Running it like this, it does find both truststore and keystore (we deployed them on master and worker nodes).
Our question now is: how can we recover the password stored on the keystore being passed, so we can set the configuration key "es.net.http.auth.pass" with the value coming from the keystore?
Is there any naming convention? Do we set that item in a different way?
@Miguel_Oliveira sorry your posts haven't received much attention yet. Rest assured that your question is certainly not silly.
Our question now is: how can we recover the password stored on the keystore being passed, so we can set the configuration key "es.net.http.auth.pass" with the value coming from the keystore?
Is there any naming convention? Do we set that item in a different way?
When using the ES-Hadoop secure settings feature (the es.keystore.location setting), the connector will read settings from the keystore as if those settings were provided through the regular configuration for the job.
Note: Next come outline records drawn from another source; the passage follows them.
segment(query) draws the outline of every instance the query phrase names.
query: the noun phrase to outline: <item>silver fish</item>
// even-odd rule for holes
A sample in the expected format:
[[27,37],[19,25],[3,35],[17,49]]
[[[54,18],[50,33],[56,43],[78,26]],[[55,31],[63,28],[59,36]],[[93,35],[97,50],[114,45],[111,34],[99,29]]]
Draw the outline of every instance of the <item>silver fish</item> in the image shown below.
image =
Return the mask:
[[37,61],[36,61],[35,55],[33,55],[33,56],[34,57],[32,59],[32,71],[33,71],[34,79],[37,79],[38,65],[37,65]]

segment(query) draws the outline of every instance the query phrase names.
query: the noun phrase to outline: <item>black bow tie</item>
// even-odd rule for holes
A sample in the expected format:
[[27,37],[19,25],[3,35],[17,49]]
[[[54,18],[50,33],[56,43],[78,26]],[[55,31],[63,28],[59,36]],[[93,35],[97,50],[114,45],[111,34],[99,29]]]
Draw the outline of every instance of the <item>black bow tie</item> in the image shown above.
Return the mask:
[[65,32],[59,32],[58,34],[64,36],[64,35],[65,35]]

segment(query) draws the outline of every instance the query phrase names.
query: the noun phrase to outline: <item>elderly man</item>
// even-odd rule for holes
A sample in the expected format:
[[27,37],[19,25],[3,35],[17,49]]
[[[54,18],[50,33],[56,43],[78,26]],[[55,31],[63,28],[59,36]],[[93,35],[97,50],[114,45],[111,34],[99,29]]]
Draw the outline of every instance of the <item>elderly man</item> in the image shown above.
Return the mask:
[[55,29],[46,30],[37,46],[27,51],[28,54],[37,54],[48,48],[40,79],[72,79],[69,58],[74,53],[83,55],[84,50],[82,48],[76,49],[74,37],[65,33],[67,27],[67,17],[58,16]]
In this case, you are setting your es.net.http.auth.pass value in the keystore so that it isn't in plain text in the job configuration. When the job starts though, it will attempt to read all securable settings from the keystore first, and if it does not find them in there, it will fall back to checking the regular configuration (for the sake of backwards compatibility). Do note that the only settings that will be read from the keystore in this manner are the following ones:
es.net.http.auth.pass
es.net.ssl.keystore.pass
es.net.ssl.truststore.pass
es.net.proxy.http.pass
es.net.proxy.https.pass
es.net.proxy.socks.pass
Are you currently running into any problems with accessing the cluster?